Let (x₀,y₀) be a point on the graph f(x) = x² for x₀ not equal to 0. Find the equation of the line tangent to the graph of f at that point by finding a line that intersects the cure in exactly one point. Do not use the derivative to find this line.

Homework Equations

f(x) = x²
y=mx+b
(y₁-y₂) = m(x₁-x₂)

The Attempt at a Solution

The way I would normally approach this problem is to use the derivative. But that is a syntax error in this problem; however, it does not stop me from knowing that the slope should depend on x₀, where the slope of some x₀ should be 2*x₀.

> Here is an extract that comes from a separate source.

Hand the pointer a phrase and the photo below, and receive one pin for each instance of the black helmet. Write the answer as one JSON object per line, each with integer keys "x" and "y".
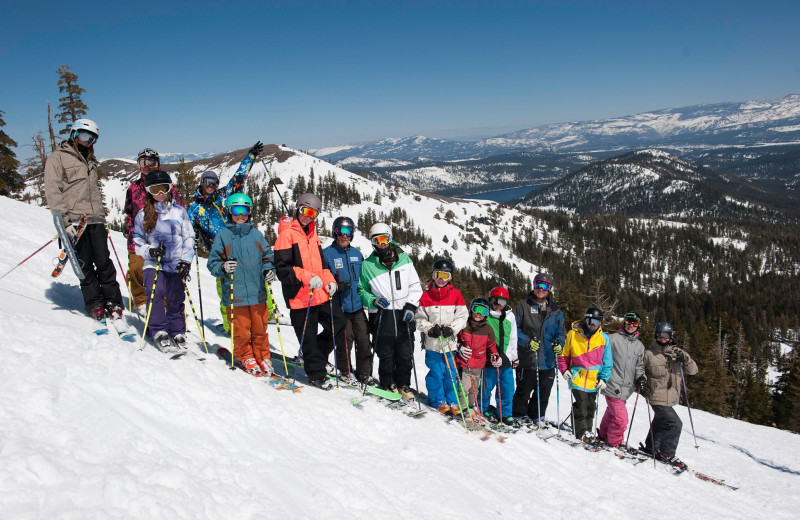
{"x": 341, "y": 222}
{"x": 663, "y": 327}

At the same time, any point on the graph can be given in the form (x₀,(x₀)²). I tried to force through on this point, and get an equation (y- (x₀)²) = m(x-x₀). I would think I need to solve for m, but then there are too many variables, and I get too many possible solutions.

Also, I tried to set x² = m*x + b, to see the set of solutions. That is unhelpful, there are solutions to that set of equations that are not tangents to the graph, but instead are secants.

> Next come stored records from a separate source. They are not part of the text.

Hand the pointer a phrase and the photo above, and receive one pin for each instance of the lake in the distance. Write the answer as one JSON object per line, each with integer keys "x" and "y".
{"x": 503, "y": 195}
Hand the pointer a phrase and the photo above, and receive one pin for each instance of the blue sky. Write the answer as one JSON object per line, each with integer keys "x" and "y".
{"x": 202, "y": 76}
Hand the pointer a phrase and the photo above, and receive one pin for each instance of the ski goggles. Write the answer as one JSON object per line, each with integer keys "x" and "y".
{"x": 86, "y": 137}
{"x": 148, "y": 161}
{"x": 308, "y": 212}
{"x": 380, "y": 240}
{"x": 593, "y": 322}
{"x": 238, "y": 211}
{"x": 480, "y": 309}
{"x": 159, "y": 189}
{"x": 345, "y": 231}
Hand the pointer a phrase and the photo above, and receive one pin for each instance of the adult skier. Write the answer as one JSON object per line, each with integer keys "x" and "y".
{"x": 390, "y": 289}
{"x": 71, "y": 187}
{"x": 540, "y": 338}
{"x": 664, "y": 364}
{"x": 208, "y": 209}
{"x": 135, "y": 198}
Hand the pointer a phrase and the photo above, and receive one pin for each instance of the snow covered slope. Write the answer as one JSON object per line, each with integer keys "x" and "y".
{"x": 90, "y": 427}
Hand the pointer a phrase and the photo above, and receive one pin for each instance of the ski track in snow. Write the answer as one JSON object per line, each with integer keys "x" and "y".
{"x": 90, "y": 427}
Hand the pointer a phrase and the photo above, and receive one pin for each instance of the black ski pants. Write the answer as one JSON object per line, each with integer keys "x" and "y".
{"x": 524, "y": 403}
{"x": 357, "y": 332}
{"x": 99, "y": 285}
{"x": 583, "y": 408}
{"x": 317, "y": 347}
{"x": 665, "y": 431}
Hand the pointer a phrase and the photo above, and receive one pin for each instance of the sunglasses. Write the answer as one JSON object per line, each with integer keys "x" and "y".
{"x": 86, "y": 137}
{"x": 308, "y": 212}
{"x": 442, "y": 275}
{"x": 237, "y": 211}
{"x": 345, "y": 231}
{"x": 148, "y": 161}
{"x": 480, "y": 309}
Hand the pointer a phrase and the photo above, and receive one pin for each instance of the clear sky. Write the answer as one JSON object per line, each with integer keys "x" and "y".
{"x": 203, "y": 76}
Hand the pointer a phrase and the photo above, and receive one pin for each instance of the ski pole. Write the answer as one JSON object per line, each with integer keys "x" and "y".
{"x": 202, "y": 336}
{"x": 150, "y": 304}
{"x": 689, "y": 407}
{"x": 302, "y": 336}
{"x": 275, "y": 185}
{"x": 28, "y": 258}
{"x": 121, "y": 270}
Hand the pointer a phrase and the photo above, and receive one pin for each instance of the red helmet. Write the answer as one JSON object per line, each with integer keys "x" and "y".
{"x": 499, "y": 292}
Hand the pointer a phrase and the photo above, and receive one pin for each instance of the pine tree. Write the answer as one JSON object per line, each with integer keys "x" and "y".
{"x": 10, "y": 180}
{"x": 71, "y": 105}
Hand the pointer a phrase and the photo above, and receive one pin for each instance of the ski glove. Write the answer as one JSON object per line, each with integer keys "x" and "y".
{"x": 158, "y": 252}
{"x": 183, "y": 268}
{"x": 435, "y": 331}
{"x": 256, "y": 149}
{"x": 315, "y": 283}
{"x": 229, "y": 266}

I believe that my general approach to the problem is wrong; I am missing something. I would love any advice.

 

[Dick]

Your second approach is the right one. The curve is y=x^2, the line is y=m*(x-x0)+x0^2 (by forcing it to go through the right point as you did in the first part). So set x^2=m*(x-x0)+x0^2. Solve for x. For a general value of m, you will get two solutions (one, of course, is x=x0). What's the other one? Now find the value of m where those two solutions are equal.

 

[icantadd]

Thank you sir.

Playing with the algebra starting with x^2 = m*(x-x0) +x0^2, I get:

(x-x0)(x+x0)=m*(x-x0), which simplifies to

m = x + x0 <=> x = m -x0. The other solution of x is x = x0 given by Dick.

Setting the two equal to each other is:

m - x0 = x0 Therefore,

m = 2*x0.

Which is what the answer should be. Brilliant, thank you again.

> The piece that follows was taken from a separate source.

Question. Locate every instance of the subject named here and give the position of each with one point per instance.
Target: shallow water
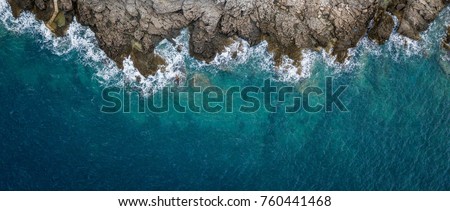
(396, 135)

Question: To get that one solution is x = x0, did you notice that both the left and right hand sides of the equation in
(x-x0)(x+x0) = m*(x-x0) are equal if both are 0, which happens when x=x0, or is there another way to get that?

 

[Dick]

Thank you sir.

Playing with the algebra starting with x^2 = m*(x-x0) +x0^2, I get:

(x-x0)(x+x0)=m*(x-x0), which simplifies to

m = x + x0 <=> x = m -x0. The other solution of x is x = x0 given by Dick.

Setting the two equal to each other is:

m - x0 = x0 Therefore,

m = 2*x0.

Which is what the answer should be. Brilliant, thank you again.

Question: To get that one solution is x = x0, did you notice that both the left and right hand sides of the equation in
(x-x0)(x+x0) = m*(x-x0) are equal if both are 0, which happens when x=x0, or is there another way to get that?

That, and that you deliberately set the tangent equation up so that at x=x0, the two would be equal.

 

[HallsofIvy]

This was, by the way, Fermat's method for finding tangents.